According to Fig. 3, the initial step is to construct the network for the issue with the help of questionnaires. Thereafter, we collected the data given by the experts. Then, from the collected data, we extracted the relevant data (inputs). Fuzzy-ANP approach is applied onto the inputs for obtaining the weights of the criteria. The weights calculated by the fuzzy ANP work as an input for TOPSIS to quantitatively determine the qualitative data.

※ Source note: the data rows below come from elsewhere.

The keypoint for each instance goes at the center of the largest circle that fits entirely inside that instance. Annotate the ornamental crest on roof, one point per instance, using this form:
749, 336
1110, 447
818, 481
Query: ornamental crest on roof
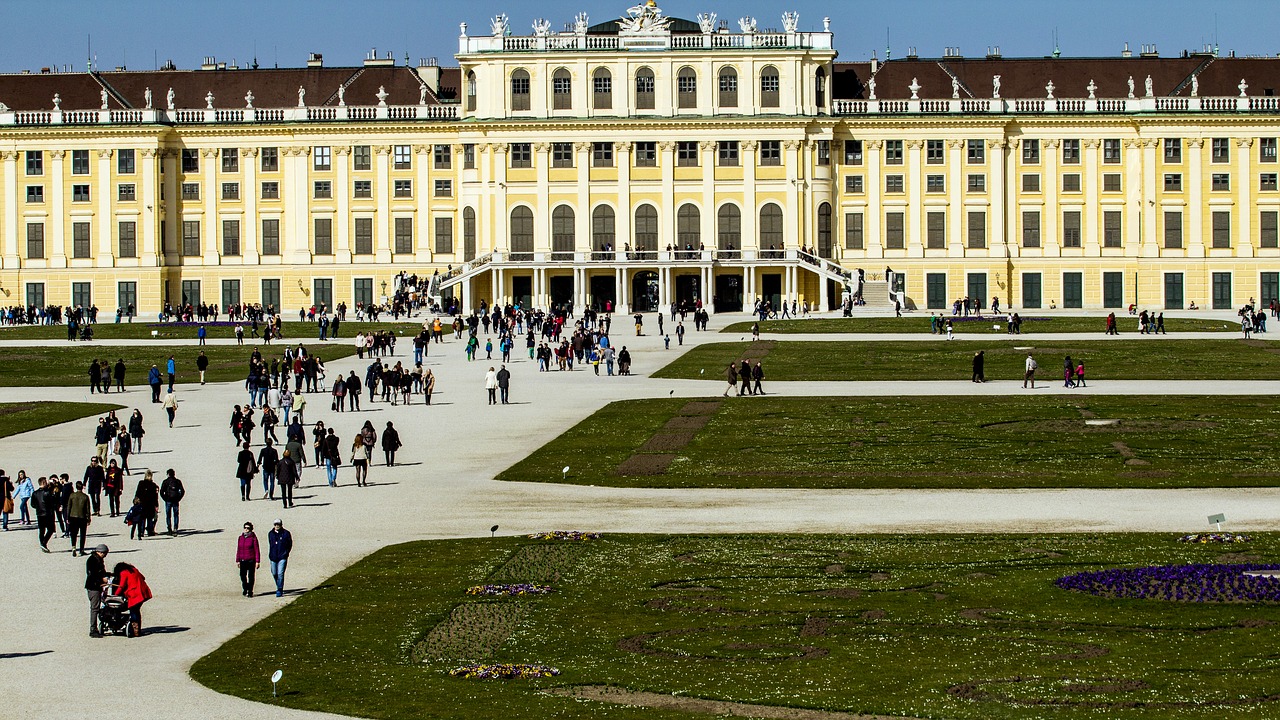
645, 18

After that, we assigned the ratings to the security techniques and identified the best security technique for healthcare devices based on the satisfaction degree. For the assessment of selection for security technique of the healthcare device, the authors designed the problem in network form as goal, criteria and alternatives. All of these have been discussed in the above section and shown in Fig. 1. By using the Eqs. (1)–(19), we assessed and selected the best security technique for use in the healthcare devices’ security by using the Fuzzy ANP.TOPSIS technique. With the Eqs. (1)–(10) and Tab. 1, we constructed the pair-wise comparison-matrix, as displayed in Tab. 2, and with the Eqs. (11)–(13), defuzzified values were obtained. Global weights of the healthcare devices are shown in Tabs. 3 and 4, respectively. Further, Tab. 4 and Fig. 4 shows the ranks of the security techniques. As per the findings, we observed (Tab. 4) that ML techniques obtained the highest global weights amongst all the security techniques.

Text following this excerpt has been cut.